Christian Joas: Many-body Physics and Transfer of Knowledge in Postwar Physics, c. 1950–1970

Based on several case studies, the project analyzes mechanisms of knowledge transfer between the emerging subdisciplines of physics in the first two decades after World War II. After the War, physics underwent momentous changes and many of today’s well-established subdisciplines of physics—such as particle, nuclear, or solid-state physics—gained an identity of their own, both institutionally and intellectually. The entailing specialization of physicists led to an emergence of increasingly diverging research practices: actors from different subdisciplines began using different terminologies, methods, and techniques.

Conference in Rehovot in 1957

Mottelson, Mayer, Jensen, and Aage Bohr at a 1957 conference in Rehovot.

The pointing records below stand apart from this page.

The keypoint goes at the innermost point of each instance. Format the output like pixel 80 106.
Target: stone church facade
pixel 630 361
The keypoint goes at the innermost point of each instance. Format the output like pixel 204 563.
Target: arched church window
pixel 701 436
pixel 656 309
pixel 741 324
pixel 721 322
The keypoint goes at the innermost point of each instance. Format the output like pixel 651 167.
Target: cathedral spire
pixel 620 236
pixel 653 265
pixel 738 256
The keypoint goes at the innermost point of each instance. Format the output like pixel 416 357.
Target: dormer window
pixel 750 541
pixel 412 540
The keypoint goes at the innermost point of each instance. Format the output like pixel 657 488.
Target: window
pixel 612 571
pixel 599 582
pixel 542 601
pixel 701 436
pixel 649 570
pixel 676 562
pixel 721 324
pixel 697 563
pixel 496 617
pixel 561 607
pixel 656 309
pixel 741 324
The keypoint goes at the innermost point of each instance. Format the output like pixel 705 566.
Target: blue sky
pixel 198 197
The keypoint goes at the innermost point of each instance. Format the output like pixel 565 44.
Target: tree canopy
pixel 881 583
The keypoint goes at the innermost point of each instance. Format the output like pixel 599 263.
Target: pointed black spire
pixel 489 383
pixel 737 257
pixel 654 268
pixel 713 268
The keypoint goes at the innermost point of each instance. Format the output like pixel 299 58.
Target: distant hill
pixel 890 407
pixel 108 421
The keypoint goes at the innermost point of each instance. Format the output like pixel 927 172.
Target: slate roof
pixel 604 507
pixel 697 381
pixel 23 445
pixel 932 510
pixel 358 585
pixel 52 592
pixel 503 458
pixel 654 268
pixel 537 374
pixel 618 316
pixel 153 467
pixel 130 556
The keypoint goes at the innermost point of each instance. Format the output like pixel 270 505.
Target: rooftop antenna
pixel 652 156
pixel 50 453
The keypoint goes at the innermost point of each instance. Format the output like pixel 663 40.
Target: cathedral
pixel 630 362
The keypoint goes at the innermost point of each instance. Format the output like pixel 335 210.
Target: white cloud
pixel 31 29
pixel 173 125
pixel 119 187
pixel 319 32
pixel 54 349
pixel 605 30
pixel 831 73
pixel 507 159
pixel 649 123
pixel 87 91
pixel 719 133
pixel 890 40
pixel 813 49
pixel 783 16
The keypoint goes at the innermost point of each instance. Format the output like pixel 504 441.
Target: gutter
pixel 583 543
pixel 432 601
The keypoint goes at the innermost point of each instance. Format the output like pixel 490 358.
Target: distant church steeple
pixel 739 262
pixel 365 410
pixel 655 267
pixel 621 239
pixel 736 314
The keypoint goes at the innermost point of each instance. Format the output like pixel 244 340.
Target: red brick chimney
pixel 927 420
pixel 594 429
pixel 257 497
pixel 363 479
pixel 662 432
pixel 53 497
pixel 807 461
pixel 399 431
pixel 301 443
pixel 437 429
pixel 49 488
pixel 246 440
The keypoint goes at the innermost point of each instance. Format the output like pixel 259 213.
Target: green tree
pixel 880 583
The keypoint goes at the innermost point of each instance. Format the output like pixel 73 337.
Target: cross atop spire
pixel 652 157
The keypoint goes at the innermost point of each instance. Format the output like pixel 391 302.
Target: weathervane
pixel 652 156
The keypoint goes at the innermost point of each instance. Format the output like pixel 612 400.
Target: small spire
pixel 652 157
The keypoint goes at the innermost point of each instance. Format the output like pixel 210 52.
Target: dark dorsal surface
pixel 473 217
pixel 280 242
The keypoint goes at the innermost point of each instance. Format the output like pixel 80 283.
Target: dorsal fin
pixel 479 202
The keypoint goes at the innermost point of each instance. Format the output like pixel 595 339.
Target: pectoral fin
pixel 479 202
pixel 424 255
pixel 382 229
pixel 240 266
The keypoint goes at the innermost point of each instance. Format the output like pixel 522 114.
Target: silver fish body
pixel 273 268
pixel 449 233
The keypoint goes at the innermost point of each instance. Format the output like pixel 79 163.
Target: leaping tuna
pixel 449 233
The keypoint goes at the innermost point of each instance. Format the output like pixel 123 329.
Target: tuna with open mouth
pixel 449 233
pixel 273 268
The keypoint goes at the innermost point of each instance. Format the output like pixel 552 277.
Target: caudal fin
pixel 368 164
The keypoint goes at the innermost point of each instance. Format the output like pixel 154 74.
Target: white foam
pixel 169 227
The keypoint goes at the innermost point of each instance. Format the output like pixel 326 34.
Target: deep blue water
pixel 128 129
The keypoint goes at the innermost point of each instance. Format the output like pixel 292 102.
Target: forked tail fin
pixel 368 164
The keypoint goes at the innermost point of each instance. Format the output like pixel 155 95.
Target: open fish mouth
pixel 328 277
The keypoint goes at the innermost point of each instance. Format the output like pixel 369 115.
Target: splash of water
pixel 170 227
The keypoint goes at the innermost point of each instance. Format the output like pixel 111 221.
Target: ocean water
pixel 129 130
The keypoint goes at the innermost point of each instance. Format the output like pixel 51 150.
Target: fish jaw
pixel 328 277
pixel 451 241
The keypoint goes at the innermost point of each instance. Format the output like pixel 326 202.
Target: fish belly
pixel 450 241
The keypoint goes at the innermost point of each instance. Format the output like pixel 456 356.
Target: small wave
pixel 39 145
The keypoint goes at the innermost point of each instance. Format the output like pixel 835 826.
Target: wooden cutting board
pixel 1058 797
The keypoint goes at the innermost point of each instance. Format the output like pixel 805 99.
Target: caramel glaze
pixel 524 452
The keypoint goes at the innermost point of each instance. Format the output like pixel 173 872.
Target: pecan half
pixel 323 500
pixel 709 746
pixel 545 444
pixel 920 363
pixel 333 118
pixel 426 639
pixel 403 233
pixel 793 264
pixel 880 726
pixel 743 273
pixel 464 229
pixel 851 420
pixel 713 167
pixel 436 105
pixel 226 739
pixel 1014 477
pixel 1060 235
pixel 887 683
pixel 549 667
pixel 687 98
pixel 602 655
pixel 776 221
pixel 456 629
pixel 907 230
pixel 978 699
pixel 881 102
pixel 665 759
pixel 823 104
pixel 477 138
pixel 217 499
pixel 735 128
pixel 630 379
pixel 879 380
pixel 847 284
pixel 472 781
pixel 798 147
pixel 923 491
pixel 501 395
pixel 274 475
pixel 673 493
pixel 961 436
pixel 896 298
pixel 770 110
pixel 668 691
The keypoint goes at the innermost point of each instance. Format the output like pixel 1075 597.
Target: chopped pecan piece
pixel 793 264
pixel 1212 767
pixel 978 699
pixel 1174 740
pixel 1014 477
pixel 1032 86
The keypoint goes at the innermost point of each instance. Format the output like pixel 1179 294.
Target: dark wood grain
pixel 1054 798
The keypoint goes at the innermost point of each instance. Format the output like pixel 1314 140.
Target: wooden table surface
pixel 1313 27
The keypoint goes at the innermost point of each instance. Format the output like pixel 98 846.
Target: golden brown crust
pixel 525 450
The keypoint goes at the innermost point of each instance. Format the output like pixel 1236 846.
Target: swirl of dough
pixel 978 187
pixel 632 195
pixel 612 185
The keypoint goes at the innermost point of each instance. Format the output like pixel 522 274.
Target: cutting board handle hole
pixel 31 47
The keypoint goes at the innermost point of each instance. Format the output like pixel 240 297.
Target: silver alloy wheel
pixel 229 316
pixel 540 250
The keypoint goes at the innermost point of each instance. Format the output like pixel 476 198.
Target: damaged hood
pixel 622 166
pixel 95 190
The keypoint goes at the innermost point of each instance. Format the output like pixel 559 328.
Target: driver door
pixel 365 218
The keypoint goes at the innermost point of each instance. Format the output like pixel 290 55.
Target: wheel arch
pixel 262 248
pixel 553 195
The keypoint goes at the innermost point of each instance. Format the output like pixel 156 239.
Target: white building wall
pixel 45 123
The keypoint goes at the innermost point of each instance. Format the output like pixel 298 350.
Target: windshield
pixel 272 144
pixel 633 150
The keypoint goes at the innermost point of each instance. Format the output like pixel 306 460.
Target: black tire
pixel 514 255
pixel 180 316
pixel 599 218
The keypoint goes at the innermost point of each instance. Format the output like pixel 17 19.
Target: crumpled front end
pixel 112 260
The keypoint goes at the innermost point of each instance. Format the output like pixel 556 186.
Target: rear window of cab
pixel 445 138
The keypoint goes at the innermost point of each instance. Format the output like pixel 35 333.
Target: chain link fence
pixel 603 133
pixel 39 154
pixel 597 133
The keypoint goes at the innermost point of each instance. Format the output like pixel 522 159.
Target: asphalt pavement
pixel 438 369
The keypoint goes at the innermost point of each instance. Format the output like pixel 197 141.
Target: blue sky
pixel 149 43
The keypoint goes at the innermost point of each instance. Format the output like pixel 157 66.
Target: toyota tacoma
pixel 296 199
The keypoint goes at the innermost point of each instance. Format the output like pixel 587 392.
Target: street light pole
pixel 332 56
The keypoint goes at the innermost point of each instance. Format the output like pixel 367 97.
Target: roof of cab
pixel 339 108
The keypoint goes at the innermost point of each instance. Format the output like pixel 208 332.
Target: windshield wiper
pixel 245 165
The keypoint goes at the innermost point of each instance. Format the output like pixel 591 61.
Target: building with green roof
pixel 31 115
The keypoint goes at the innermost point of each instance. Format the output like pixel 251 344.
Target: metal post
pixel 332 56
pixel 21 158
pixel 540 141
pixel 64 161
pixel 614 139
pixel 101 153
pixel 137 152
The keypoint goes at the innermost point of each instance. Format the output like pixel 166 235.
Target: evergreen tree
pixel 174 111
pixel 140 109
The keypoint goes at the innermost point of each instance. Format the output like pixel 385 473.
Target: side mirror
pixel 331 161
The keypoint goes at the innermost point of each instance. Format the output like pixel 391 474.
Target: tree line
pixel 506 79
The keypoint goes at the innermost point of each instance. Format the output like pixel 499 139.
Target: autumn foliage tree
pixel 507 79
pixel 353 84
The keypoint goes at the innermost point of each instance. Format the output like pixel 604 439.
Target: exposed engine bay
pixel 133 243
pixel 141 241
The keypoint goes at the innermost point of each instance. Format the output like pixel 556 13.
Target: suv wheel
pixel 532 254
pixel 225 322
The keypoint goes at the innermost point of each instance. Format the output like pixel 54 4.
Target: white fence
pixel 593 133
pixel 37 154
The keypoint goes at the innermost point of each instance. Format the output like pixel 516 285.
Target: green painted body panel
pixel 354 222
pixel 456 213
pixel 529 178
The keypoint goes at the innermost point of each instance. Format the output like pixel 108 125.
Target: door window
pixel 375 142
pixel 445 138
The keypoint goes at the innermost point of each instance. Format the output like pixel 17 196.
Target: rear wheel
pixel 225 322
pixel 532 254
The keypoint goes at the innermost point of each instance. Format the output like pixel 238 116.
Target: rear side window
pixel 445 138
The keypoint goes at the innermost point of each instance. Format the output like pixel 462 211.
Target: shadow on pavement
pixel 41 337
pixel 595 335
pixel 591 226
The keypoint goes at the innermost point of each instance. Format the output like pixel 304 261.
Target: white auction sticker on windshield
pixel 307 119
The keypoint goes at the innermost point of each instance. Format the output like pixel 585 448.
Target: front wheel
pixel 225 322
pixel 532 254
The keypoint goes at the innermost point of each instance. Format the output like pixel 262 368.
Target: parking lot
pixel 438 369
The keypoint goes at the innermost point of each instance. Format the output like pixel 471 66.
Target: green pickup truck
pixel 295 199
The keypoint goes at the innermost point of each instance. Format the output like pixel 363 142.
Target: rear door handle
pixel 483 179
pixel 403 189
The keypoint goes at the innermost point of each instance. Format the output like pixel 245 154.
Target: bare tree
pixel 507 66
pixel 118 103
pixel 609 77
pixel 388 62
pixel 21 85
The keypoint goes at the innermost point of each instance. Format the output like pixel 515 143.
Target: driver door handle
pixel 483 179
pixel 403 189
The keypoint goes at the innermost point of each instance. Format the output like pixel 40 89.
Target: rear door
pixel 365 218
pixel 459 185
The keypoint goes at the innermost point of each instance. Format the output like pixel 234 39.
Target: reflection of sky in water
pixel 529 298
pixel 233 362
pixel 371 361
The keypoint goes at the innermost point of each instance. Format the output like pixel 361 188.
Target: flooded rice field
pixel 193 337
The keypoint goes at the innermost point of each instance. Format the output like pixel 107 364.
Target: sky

The project aims at studying this inner tension in the history of postwar physics through a historical-epistemological analysis of processes of knowledge transfer across the emerging subdisciplinary boundaries. The main focus lies on quantum many-body physics, a hybrid field of research that, during the 1950s and 1960s, attracted physicists of various subdisciplinary backgrounds and thus enabled transfer of knowledge. Among the cases studied are the Bohm-Pines collective theory of the electron gas in metals, Bohr-Mottelson nuclear structure theory (developed chiefly here in Copenhagen), Brueckner many-body theory, quantum field theoretic methods for the treatment of solids, and spontaneously broken symmetries in both solid-state and particle physics.